Though I think I’m still reluctant to own the fact that I drink on a very subconscious level, I’ve progressed from it being about the title of a drinker to the health implications. I’m growing in my love of everything that’s good for me, mainly raw organic foods and movement like hot yoga. Beer doesn’t really fit into either of those categories, so my brain has had to find a way around it…
I’ve never bought a carton. Though I’ve drunk fairly regularly for the past few years, I’ve never purchased more than 1 bottle of wine or a 6-pack. I will quite happily go to a bottle-o 3 nights in a row and buy the same thing, rather than do what is quicker, easier and cheaper. If I drink more, it will be individual drinks when out.
Buy small amounts so I’m never confronted with how much I actually drink – is this my brain’s solution to helping me get away with drinking and maintaining my self-image of being healthy?
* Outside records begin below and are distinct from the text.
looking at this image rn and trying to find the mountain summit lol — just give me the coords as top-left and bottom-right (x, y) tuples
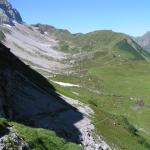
(0, 0), (22, 25)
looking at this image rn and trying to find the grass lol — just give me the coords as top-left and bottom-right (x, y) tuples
(52, 29), (150, 61)
(49, 58), (150, 150)
(35, 26), (150, 60)
(11, 122), (82, 150)
(0, 119), (82, 150)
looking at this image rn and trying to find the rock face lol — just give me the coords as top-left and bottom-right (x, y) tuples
(1, 23), (70, 77)
(0, 42), (84, 144)
(135, 32), (150, 52)
(0, 0), (22, 25)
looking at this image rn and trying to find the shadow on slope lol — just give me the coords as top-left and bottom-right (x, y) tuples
(0, 43), (84, 144)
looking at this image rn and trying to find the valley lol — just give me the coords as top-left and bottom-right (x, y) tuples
(0, 0), (150, 150)
(1, 23), (150, 150)
(50, 59), (150, 149)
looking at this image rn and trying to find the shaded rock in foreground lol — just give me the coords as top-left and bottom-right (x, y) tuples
(0, 42), (84, 144)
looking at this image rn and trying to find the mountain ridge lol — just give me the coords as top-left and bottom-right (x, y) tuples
(32, 24), (150, 61)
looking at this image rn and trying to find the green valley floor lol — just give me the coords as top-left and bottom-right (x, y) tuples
(49, 58), (150, 150)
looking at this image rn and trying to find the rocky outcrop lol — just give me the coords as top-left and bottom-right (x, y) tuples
(0, 127), (30, 150)
(33, 23), (56, 34)
(0, 0), (22, 25)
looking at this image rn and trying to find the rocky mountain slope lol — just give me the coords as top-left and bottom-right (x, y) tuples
(0, 42), (111, 150)
(135, 32), (150, 52)
(0, 23), (70, 77)
(0, 0), (22, 25)
(1, 23), (150, 79)
(0, 42), (77, 138)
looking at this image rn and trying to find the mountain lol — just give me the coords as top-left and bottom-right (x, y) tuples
(1, 22), (150, 150)
(0, 41), (111, 150)
(1, 23), (150, 80)
(0, 0), (22, 25)
(33, 25), (150, 61)
(0, 42), (83, 149)
(0, 1), (150, 150)
(0, 23), (70, 77)
(135, 32), (150, 52)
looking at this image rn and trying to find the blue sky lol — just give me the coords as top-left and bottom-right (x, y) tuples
(9, 0), (150, 36)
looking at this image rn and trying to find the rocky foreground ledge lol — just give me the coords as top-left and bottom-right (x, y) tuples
(0, 127), (30, 150)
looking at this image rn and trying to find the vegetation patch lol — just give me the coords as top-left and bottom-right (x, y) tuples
(11, 122), (82, 150)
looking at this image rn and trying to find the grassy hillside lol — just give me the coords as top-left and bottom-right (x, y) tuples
(46, 29), (150, 149)
(49, 56), (150, 149)
(34, 24), (150, 60)
(54, 30), (150, 60)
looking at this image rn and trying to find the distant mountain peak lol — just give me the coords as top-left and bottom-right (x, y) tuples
(135, 31), (150, 52)
(0, 0), (23, 25)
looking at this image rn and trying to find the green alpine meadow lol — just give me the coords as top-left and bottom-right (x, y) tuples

Sounds like a pretty smart trick to me.
So I’m attempting to trick myself back. By buying a carton. (All-be-it a very natural beer that’s brewed 50kms away lol.) Even though I’m telling myself I don’t want to drink as much any more, I think I’ve also been telling myself I’m a healthy, hardly-ever-drink kind of guy. Which has been giving me permission to drink as much as I want. But now I have 24 beers sitting in my kitchen, reminding me that I don’t just live off fruit and veggies, helping me to confront the choices I’m already making.
Reminds me of the first weekend I got back from Africa. I suited up and went gambling. I wanted the culture shock of realising how disgustingly rich I was to hurt. It seems that’s the first stage before real change.
Now to wait and see how long this carton lasts. The ‘use by’ date is 11 months away…perhaps a goal?